As Twombly states, to avoid dismissal under Rule 12(b)(6), plaintiffs must allege facts that “nudge” an asserted claim “across the line from conceivable to plausible.” 550 U.S. at 570. Where a complaint pleads facts that are “merely consistent with” a defendant’s liability, it “stops short of the line between possibility and plausibility of ‘entitlement to relief.’” Iqbal, 556 U.S. at 678 (citations omitted). “When a defendant invokes qualified immunity, the burden is on the plaintiff to demonstrate the inapplicability of the defense.” Cantrell v. City of Murphy, 666 F.3d 911, 918 (5th Cir. 2012). In the context of a motion to dismiss, plaintiffs carry this burden when their operative pleading alleges that (1) “defendants committed a constitutional violation under current law” and

(2) “the defendants’ actions were objectively unreasonable in light of the law that was clearly established at the time of the actions complained of.” Club Retro, L.L.C. v. Hilton, 568 F.3d 181, 194 (5th Cir. 2009) (quoting McClendon v. City of Columbia, 305 F.3d 314, 323 (5th Cir. 2002) (en banc) (per curiam)). While “formulaic recitations or bare-bones allegations will not survive a motion to dismiss,” Shaw v. Villanueva, 918 F.3d 414, 419 (5th Cir. 2019), compliance with Iqbal and Twombly requires only that the facts plausibly allege a constitutional violation. And the Court views the actions of a defendant for objective unreasonableness as alleged in the operative pleading, not as it would on summary judgment. As the Supreme Court recognized long ago, the legally relevant factors bearing upon the [qualified immunity] question will be different on summary judgment than on an earlier motion to dismiss. At that earlier stage, it is the defendant’s conduct as alleged in the complaint that is scrutinized for “objective legal reasonableness.” On summary judgment, however, the plaintiff can no longer rest on the pleadings, and the court looks to the evidence before it (in the light most favorable to the plaintiff) when conducting the [qualified immunity] inquiry.

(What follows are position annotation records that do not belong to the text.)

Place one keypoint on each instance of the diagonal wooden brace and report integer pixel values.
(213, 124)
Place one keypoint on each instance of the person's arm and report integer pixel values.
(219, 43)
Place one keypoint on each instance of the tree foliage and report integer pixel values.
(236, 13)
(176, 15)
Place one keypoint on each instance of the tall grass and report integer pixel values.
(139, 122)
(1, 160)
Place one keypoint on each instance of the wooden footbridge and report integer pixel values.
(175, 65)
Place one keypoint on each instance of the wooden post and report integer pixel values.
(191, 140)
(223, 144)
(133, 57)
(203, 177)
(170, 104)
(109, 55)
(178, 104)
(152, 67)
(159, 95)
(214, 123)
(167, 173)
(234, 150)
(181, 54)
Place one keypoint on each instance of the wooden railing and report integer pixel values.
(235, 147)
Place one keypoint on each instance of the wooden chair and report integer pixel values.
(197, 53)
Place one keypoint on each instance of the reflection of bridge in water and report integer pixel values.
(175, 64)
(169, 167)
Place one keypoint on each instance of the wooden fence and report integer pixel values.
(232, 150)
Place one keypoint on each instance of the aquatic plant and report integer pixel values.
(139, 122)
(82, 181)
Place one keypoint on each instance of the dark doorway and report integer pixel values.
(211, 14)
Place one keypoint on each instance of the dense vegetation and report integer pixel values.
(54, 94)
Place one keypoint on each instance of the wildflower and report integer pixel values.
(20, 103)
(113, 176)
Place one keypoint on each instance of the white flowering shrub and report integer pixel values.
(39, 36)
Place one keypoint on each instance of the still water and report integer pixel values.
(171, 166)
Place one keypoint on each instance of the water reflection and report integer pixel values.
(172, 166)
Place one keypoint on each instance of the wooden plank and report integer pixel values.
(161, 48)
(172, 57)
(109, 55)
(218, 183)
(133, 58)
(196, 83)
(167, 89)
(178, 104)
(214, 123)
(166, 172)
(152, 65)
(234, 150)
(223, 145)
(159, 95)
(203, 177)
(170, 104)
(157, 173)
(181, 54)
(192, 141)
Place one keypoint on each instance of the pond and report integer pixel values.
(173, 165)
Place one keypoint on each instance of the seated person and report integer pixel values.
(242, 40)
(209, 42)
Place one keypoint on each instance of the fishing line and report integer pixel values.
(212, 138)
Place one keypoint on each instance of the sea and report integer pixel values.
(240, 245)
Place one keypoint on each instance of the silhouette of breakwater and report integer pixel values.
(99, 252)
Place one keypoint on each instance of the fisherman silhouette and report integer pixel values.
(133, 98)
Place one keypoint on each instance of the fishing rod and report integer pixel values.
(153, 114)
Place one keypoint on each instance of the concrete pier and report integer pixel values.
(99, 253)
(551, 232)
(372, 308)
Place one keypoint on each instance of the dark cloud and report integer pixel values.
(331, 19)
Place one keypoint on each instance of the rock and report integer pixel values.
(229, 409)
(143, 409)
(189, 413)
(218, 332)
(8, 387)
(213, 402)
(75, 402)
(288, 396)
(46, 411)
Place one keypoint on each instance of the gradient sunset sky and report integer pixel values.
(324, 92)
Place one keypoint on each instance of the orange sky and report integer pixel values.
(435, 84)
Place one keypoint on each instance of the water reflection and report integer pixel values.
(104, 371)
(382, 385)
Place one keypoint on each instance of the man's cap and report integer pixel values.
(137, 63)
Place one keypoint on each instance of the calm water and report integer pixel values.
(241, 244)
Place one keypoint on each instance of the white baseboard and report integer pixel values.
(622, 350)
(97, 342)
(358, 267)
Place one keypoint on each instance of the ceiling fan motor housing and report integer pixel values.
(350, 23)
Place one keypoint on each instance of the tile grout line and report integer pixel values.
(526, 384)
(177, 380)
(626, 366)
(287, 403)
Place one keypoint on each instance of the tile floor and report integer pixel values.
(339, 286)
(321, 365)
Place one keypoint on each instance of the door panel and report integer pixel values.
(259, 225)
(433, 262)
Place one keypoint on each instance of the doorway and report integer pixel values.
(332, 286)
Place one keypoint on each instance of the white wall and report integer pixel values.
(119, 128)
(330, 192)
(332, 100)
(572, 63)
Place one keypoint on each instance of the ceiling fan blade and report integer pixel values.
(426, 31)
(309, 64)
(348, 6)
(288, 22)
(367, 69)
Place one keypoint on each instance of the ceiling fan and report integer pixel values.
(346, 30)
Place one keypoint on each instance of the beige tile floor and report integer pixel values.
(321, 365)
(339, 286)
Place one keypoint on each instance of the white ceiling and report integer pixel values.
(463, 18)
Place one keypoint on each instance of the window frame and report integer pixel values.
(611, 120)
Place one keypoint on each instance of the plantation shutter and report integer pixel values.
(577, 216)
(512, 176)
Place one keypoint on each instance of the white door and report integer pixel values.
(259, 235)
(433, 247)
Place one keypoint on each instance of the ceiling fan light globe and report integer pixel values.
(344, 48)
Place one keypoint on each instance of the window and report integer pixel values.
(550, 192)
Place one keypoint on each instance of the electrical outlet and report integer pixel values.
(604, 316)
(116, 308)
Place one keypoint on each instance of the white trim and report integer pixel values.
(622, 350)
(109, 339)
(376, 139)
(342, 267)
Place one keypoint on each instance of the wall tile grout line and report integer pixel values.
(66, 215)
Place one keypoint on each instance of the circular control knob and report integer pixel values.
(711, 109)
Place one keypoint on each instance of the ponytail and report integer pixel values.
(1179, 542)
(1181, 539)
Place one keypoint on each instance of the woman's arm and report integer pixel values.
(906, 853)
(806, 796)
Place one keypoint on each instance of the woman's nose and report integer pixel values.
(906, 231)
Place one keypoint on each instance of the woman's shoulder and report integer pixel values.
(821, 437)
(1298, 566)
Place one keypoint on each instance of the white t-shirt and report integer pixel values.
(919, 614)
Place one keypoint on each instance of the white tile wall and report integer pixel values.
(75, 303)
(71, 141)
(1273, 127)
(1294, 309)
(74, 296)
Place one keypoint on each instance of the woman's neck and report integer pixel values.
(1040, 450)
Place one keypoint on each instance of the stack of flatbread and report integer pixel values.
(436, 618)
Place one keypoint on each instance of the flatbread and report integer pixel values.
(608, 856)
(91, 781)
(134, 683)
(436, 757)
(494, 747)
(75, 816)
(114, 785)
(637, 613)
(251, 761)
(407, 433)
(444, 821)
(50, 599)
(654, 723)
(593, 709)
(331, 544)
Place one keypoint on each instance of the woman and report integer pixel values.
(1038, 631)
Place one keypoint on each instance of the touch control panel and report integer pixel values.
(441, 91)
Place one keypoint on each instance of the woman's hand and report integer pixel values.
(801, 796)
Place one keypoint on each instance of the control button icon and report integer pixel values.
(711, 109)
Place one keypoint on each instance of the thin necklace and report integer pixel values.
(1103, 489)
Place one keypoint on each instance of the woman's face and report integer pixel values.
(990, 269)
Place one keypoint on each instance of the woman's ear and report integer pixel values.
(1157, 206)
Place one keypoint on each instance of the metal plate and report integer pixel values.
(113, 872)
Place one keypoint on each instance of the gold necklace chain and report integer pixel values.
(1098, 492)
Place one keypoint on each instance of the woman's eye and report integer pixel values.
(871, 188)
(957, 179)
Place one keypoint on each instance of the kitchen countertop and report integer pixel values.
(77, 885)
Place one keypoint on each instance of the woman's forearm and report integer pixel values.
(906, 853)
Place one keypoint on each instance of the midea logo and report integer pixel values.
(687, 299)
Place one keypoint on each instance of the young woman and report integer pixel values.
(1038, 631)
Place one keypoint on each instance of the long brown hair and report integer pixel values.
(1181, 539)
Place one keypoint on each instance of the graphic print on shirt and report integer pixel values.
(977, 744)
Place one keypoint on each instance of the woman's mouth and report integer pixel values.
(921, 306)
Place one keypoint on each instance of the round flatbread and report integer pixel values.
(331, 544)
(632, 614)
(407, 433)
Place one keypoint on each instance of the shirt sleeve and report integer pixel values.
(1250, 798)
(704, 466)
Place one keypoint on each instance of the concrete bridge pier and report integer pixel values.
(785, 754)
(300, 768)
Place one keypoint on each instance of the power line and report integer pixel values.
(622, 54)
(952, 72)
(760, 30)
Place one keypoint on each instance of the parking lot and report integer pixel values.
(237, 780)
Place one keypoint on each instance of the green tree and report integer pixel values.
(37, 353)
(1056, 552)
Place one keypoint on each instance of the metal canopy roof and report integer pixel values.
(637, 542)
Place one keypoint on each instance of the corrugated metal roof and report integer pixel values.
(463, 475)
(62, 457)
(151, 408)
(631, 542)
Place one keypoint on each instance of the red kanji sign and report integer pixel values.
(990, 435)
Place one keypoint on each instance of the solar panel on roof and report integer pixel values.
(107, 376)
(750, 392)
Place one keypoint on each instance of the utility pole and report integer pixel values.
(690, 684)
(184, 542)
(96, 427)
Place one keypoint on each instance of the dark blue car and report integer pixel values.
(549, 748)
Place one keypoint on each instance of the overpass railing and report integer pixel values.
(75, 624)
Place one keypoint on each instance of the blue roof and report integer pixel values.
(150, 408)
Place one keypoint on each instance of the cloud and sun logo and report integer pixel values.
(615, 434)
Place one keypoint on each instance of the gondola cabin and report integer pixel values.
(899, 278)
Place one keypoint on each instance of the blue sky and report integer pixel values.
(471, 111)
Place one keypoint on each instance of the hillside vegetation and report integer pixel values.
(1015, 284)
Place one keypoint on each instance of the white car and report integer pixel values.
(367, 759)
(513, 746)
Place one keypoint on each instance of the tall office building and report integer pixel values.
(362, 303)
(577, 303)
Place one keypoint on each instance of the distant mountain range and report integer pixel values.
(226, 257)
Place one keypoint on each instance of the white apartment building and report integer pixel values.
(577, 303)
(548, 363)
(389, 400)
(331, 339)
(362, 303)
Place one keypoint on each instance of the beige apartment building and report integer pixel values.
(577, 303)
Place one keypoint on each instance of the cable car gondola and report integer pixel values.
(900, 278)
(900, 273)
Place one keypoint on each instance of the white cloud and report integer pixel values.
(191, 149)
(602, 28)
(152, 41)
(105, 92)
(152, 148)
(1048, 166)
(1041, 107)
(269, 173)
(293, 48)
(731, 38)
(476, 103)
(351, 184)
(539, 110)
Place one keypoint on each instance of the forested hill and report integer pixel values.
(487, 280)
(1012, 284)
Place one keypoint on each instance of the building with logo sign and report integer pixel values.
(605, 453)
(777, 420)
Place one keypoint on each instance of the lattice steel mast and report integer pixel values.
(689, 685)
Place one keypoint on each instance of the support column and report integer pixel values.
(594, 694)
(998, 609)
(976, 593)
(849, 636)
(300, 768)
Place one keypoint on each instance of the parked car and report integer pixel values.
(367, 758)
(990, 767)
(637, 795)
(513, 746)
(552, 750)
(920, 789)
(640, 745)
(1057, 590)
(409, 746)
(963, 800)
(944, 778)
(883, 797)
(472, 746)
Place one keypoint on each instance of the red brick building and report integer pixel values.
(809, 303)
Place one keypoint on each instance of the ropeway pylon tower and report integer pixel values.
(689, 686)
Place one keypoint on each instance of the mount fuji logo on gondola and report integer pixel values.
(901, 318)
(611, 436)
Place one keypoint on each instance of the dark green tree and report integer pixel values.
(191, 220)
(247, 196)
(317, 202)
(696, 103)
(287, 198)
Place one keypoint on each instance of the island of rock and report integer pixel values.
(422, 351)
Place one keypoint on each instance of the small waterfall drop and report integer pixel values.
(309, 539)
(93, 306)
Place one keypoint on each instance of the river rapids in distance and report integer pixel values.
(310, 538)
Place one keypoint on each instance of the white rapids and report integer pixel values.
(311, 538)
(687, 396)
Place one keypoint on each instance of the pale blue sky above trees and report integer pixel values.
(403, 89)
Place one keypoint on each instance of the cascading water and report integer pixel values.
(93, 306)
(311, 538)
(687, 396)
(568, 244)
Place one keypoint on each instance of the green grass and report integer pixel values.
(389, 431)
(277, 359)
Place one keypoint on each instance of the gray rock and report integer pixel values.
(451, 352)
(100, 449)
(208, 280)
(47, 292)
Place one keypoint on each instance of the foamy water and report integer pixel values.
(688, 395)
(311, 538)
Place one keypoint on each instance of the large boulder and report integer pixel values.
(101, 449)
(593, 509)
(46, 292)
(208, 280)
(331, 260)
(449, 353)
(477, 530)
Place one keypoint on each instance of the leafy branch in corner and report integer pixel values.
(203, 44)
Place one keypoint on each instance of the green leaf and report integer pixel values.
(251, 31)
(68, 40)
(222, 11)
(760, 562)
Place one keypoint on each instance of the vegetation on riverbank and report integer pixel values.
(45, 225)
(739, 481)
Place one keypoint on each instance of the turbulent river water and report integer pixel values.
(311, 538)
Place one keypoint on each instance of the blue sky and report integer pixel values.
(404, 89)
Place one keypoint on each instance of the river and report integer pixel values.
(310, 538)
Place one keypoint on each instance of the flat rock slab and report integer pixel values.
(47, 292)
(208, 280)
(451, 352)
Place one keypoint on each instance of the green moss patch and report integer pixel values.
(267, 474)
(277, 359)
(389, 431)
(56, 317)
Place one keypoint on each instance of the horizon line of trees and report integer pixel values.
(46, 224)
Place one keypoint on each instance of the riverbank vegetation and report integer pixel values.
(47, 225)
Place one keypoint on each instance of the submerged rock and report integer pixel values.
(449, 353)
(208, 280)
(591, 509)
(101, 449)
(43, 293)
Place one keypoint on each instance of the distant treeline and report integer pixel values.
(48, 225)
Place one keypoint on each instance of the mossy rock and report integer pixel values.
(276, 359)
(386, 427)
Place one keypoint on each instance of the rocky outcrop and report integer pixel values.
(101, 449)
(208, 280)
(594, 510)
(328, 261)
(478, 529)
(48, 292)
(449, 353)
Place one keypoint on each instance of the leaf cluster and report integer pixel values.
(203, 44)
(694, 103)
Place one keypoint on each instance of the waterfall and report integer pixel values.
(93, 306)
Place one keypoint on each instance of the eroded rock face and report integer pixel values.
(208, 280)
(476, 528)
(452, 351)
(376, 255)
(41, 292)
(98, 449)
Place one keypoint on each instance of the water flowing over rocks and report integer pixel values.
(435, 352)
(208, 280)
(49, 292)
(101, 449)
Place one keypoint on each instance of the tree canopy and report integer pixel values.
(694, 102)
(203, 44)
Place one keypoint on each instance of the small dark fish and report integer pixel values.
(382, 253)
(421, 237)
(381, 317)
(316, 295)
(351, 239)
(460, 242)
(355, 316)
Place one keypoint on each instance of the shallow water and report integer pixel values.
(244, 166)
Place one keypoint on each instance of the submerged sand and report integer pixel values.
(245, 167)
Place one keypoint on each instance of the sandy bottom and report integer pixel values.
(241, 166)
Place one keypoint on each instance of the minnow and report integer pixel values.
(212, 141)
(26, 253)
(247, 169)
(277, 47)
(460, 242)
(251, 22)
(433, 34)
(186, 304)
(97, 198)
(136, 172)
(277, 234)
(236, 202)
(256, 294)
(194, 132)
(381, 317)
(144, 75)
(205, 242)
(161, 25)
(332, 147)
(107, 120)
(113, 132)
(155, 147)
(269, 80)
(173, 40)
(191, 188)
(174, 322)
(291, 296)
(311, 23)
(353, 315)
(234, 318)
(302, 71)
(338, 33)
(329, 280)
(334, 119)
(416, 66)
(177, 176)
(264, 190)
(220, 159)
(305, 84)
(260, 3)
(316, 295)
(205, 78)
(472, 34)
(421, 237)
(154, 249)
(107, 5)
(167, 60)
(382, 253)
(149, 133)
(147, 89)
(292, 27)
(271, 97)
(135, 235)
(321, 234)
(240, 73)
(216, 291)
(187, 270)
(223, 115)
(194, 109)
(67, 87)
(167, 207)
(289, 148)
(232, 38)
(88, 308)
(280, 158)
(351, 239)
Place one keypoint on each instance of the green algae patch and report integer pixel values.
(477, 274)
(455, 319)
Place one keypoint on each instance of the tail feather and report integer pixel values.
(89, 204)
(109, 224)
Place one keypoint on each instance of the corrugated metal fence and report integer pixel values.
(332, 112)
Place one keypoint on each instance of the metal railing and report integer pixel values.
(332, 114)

Behrens v. Pelletier, 516 U.S. 299, 309 (1996) (emphasis in original) (citation omitted); accord McClendon, 305 F.3d at 323. Naturally, “a defendant presenting an immunity defense on a Rule 12(b)(6) motion instead of a motion for summary judgment must accept the more stringent standard applicable to this procedural route.” McKenna v. Wright, 386 F.3d 432, 436 (2d Cir. 2004). III. APPLICABLE LAW A. 42 U.S.C. § 1983 “Section 1983 provides a federal cause of action for the deprivation, under color of law, of a citizen’s rights, privileges, or immunities secured by the Constitution and laws of the United States.” Livadas v. Bradshaw, 512 U.S. 107, 132 (1994) (citation and internal quotation marks omitted). “[T]here can be no § 1983 liability unless the plaintiff has “suffered a constitutional violation . . . at the hands of . . . a state actor.” Doe ex rel. Magee v. Covington Cty. Sch. Dist., 675 F.3d 849, 867 (5th Cir. 2012) (en banc). Accordingly, for a § 1983 claim to survive a motion to dismiss under Rule 12(b)(6), “a plaintiff must allege the violation of a right secured by the Constitution and laws of the United States, and must show that the alleged deprivation was committed by a person acting under color of state law.” West v.